In all its full glory, Clark finished his code in time to enjoy a lot of spiked eggnog before getting some sleep.

use strict;
use warnings;
use Try::ALRM;

# ...

retry {
    my $attempt = shift;
    my $total_tries = tries;
    printf qq{Attempt #%d of %d ...\n}, $attempt, $total_tries;
    my $nread = sysread $socket, $buffer, $size;
}
ALRM {
    my $attempt = shift;
    my $total_tries = tries;
    my $msg = sprintf qq{FAILED: Attempt #%d of %d ...\n}, $attempt, $total_tries;
    warn $msg;
}
finally {
    my ($attempt, $successful) = @_;
    if (not $successful) {
# timed out
}
    else {
# didn't
}
} timeout => $timeout, tries => 5;

It Was Just A Dream

... or was it! Clark frantically searched the house for evidence of the shenanigans of the night before, but realized that it was all a dream. Good thing, because he was really starting to get a hankerin' for the pickle jelly from the Jelly of the Month Club.

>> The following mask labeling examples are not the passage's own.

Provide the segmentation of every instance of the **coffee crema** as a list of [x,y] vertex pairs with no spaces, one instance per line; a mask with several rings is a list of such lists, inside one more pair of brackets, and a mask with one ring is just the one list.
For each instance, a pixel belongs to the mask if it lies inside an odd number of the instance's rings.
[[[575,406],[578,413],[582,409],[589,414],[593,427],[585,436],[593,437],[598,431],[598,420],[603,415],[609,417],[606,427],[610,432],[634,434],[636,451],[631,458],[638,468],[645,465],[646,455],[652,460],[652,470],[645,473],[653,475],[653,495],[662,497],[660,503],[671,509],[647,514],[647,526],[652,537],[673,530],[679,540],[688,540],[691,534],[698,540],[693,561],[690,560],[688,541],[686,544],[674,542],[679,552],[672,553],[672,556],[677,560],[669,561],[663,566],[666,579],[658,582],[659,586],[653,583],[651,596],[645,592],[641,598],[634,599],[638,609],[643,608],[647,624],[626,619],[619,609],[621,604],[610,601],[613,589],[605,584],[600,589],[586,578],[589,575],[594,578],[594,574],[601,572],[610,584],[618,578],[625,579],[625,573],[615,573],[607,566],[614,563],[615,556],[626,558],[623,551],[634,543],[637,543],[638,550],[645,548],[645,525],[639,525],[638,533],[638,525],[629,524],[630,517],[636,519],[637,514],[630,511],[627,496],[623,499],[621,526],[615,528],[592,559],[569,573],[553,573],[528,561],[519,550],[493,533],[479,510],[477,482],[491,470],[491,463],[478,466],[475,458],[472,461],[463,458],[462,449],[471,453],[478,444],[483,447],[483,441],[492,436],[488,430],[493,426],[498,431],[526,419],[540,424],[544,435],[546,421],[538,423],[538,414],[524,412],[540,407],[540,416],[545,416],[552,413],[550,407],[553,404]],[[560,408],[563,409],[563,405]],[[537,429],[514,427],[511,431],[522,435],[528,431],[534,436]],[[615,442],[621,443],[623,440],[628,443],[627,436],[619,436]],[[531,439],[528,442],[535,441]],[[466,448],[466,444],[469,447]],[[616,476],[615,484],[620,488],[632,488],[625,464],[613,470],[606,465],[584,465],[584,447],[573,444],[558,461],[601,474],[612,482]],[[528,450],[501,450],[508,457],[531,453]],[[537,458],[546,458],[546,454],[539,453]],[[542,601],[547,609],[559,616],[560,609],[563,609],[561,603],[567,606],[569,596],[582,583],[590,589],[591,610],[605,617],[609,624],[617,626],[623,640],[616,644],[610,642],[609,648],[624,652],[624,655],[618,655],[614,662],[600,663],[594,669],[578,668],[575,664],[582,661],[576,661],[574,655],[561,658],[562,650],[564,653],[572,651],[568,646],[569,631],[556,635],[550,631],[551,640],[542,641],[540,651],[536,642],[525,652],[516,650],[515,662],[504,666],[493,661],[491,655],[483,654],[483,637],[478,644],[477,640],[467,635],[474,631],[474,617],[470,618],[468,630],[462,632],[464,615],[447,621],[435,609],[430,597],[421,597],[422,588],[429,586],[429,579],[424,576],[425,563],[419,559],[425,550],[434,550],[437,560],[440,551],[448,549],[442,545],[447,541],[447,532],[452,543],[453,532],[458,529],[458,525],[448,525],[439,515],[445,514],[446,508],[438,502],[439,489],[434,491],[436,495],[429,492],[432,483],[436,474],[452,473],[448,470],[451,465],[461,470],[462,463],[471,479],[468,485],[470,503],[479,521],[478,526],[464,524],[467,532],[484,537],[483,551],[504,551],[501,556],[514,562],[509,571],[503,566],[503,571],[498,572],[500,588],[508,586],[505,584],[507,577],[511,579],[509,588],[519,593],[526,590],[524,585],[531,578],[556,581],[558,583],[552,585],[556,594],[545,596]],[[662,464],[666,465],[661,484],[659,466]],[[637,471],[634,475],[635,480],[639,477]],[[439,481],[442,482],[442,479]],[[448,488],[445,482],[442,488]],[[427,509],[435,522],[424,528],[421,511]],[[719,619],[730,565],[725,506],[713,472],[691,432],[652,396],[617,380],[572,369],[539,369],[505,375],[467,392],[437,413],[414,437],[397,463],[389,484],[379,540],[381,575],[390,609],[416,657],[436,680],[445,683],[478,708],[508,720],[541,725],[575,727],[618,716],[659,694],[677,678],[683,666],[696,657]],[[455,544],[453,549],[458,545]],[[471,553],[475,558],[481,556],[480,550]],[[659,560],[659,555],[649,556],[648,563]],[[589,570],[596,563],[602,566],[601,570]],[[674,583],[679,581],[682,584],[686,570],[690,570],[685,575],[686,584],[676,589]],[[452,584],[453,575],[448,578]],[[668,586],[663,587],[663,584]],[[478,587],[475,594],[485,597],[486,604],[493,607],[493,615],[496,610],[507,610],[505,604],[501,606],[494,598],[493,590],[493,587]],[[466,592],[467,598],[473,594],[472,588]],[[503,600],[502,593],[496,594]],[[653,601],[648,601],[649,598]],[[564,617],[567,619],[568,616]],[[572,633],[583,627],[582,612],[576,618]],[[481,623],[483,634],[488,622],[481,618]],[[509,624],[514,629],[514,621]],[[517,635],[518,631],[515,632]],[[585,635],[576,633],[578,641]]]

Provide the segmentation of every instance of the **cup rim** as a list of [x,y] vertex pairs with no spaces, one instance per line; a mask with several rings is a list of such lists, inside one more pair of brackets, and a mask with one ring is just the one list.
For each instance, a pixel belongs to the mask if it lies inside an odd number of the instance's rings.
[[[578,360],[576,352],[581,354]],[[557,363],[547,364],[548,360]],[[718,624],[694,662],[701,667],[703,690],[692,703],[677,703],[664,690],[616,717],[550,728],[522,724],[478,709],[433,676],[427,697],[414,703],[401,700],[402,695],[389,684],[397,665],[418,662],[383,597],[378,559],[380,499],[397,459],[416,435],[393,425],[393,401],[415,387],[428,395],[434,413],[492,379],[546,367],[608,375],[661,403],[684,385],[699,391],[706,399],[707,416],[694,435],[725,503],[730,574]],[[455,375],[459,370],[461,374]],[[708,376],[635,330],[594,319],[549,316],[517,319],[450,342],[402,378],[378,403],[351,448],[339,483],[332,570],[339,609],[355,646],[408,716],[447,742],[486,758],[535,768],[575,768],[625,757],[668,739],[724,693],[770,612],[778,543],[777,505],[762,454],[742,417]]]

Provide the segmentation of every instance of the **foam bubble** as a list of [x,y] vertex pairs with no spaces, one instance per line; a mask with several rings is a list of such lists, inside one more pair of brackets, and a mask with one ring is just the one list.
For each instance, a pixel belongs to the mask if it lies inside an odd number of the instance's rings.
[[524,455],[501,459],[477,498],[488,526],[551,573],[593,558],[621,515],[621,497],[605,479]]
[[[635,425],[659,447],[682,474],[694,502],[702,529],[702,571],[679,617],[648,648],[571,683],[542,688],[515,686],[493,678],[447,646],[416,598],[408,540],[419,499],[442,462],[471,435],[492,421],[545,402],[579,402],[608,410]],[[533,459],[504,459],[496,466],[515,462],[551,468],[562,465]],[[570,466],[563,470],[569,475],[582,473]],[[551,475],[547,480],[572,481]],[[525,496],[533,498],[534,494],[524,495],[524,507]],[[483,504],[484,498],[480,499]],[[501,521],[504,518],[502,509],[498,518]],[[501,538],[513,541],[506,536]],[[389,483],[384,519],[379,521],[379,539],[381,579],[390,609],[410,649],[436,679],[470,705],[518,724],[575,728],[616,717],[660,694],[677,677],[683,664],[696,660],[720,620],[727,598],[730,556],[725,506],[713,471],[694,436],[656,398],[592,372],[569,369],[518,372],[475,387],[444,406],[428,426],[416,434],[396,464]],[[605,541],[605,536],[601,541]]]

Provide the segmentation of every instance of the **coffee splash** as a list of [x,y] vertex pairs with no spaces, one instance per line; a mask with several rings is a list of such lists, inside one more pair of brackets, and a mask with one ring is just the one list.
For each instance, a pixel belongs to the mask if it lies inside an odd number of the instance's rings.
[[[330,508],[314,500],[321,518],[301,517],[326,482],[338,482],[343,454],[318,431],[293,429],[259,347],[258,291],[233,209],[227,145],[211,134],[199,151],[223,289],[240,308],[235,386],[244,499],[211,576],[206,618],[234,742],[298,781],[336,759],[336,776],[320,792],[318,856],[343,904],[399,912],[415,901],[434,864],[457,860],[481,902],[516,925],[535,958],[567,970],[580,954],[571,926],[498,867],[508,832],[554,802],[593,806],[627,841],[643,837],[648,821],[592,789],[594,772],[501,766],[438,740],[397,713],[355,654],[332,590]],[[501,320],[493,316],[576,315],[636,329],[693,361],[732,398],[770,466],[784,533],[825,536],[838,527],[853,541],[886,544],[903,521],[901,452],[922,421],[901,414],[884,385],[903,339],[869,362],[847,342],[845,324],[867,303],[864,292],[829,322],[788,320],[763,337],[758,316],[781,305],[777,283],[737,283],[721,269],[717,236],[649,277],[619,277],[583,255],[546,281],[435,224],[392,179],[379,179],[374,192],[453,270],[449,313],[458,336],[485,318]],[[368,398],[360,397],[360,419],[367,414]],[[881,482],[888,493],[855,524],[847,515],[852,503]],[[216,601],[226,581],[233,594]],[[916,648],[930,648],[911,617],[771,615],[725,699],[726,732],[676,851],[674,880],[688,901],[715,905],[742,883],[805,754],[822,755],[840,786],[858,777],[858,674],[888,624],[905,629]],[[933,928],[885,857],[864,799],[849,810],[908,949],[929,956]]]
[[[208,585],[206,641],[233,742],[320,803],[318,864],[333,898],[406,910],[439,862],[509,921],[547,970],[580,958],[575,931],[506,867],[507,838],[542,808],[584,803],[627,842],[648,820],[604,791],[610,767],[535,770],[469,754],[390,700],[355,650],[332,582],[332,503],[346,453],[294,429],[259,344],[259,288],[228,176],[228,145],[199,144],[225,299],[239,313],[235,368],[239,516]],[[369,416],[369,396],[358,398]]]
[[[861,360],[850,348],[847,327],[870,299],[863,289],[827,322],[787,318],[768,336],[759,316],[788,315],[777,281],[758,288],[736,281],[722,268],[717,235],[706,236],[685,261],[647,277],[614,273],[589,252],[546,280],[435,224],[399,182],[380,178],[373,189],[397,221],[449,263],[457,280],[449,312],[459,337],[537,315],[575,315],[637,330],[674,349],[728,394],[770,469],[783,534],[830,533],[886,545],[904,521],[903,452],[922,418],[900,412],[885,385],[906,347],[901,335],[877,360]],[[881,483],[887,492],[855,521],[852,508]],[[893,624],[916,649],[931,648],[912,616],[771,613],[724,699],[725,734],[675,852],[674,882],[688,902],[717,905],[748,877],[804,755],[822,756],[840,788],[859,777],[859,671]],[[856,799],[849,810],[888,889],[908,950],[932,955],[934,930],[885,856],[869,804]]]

Clark did realize that he wished for one part of that dream to be true. Something like this Try::ALRM sure would be a blessing for a lot of things! And what to his wondering eyes did appear, after searching on MetaCPAN, was Try::ALRM and 8 tiny reindeer!

And just at that moment, he's convinced he heard Santa's bells and a jolly old, Ho, Ho, Ho! Merrry Christmas!. He also now sees 8 tiny reindeer everywhere and is really worried that Uncle Eddie slipped more than bottom shelf Kentucky Bourbon in that eggnog.